Robinett combined the fast, reactionary gameplay of action games like Combat or Space Invaders with the exploration and puzzle solving gameplay of text adventure games like Zork to make the first "Action Adventure" video game. When he first described the idea, he was told it was impossible and to not work on it, but he did anyway.
Almost all video games, and definitely all Atari games, took place on a single-screen play field. Robinett invented a mechanism to switch the screen and make it appear like you were moving through a world much bigger than the Atari 2600 could render at one time. We say first "game engine" because technically it is not the first game. Atari Superman reused Robinett's code to make a multi-room game and was actually released before Adventure.
For the record, developers have been sticking weird, hard to find surprises in video games for as long as video games have been developed, from a McDonalds on the moon to a way to get free games. Robinett was not the first by a long shot and can technically be called the first only because his was the first time the term "Easter Egg" was used to describe it.
But Robinett's easter egg was seminal in that is was invented not just for amusement, but as a statement for game developers who were making millions of dollars for the game companies but not being allowed to take credit for these games. He implanted his name secretly in the game the same way an artist signs their pictures. The effect was multiplied by the mass availability of Adventure, which was played on a scale far greater than previous games. The easter egg was discovered and spread by word of mouth until one child mailed Atari and told them about it. This created a board room eureka moment for Atari when they realized that rather than actively discourage these surprises they should, instead, encourage them to promote further interest. And the video game easter egg was born.
Yes, Warren Robinett was trying to create Head-to-Head Atari Adventure back in 1979. He wanted a two player game and created a cable that could connect two Atari 2600 consoles running on two separate televisions. The cable would go from the 2-player joystick port of one 2600 console to the 2-player joystick port of the other so that the consoles could sync the players moves and game state. He created and tested the cable successfully, but, as he put it "I was already out of memory and I had one foot out the door" so Adventure was shipped as is.
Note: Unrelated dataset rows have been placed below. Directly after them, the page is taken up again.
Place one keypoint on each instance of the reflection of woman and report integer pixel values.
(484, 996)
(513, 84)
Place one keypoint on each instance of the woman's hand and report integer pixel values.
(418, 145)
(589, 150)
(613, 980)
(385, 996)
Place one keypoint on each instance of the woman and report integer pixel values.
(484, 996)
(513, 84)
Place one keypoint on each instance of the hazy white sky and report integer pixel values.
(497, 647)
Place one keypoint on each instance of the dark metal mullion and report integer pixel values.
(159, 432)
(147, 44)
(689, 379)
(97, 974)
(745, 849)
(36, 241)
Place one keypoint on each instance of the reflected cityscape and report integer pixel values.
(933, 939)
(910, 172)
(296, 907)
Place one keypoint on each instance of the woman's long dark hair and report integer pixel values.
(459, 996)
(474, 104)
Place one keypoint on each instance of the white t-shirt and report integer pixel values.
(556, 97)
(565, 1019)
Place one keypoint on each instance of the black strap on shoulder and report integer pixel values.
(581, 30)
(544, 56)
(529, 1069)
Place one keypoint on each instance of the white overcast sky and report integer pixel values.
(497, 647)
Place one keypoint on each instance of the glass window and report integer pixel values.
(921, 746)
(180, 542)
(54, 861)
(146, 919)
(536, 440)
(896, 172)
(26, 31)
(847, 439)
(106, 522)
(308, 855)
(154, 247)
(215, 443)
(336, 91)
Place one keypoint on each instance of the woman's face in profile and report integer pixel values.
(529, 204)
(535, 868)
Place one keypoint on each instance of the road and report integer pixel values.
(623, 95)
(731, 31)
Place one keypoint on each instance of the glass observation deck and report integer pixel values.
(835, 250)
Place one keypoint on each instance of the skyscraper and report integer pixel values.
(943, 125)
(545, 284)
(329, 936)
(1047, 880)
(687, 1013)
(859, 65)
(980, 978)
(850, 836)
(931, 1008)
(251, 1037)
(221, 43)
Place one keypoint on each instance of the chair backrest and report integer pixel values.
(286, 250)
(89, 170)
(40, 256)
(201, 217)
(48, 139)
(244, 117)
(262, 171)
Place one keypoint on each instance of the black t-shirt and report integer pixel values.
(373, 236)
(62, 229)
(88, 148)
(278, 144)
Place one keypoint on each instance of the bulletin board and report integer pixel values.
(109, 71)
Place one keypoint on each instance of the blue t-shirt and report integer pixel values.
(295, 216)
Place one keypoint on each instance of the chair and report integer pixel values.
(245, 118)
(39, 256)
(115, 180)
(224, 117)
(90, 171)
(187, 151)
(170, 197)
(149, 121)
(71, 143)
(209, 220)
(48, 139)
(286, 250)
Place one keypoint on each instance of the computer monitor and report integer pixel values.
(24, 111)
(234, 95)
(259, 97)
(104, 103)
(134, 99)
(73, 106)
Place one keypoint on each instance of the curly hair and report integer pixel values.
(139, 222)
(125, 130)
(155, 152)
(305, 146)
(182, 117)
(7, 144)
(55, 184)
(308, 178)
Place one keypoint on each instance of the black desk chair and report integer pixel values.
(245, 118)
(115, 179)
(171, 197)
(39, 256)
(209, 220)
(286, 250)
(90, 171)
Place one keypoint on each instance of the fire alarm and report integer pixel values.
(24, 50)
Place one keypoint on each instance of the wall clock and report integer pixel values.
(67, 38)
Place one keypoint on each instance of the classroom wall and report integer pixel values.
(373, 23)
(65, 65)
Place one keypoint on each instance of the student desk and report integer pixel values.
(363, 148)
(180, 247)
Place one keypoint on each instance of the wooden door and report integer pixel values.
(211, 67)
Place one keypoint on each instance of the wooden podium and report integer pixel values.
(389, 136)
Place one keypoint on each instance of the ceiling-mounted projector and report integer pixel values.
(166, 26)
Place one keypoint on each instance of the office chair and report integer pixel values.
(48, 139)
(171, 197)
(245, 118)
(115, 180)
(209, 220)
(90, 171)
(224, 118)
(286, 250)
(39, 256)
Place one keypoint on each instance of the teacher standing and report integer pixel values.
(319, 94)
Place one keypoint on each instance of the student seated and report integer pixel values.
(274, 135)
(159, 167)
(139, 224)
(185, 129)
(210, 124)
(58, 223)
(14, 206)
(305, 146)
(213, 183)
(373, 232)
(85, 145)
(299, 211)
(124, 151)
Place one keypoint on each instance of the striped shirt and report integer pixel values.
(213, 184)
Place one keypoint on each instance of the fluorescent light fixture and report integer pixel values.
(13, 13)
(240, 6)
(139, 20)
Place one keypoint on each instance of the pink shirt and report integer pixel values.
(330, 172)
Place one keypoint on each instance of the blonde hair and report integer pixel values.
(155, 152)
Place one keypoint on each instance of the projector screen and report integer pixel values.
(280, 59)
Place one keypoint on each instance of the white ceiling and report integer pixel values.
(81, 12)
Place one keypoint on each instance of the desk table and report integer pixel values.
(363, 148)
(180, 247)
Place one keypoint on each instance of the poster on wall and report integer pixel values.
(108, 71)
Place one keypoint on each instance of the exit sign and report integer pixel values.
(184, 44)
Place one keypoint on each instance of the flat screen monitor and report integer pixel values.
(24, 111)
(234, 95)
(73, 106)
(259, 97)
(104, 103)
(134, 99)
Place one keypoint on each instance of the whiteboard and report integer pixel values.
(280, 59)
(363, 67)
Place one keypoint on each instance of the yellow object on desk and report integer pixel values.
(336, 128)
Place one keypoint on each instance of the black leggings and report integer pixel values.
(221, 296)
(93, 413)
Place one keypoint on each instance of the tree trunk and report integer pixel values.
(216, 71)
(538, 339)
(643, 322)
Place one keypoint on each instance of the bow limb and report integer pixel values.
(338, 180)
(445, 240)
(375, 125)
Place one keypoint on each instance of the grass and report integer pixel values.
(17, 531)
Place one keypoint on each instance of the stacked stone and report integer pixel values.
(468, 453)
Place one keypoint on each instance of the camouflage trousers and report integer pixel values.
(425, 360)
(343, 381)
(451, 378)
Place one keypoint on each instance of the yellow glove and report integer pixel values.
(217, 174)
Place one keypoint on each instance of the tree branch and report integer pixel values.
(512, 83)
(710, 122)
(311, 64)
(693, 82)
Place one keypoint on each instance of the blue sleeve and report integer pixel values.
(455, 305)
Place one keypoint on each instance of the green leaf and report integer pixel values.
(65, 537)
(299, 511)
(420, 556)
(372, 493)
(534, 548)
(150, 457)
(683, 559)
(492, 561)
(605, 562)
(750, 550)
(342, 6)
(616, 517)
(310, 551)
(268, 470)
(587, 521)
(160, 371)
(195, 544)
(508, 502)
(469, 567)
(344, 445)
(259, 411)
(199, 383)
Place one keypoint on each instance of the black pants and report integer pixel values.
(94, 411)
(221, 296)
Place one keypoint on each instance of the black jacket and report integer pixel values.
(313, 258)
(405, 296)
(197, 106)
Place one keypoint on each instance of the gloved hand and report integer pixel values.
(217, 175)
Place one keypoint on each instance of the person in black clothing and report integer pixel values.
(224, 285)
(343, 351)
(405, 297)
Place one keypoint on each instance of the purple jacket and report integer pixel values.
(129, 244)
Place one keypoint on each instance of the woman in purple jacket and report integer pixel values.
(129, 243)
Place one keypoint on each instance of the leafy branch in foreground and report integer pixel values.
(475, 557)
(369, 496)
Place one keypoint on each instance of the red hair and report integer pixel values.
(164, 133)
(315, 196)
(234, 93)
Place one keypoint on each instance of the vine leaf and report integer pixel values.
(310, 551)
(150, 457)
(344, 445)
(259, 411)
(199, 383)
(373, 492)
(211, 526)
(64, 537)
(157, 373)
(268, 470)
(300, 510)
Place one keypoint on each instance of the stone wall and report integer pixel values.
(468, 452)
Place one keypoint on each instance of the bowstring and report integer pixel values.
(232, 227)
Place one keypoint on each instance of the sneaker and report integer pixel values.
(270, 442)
Just imagine if Atari had shipped a networked version, and your friend could bring over his Atari and play a whole new version of the game. Think of how Atari could have leveraged its already dominance in the market and perhaps usher in a whole new generation of games. This was nine years before the networked, home video game, MIDI Maze, was released on Atari ST, which did not have nearly the same prevalance as the 2600, and so networked games did not start to drive a new generation of games until the internet became widely available in the late 1990s.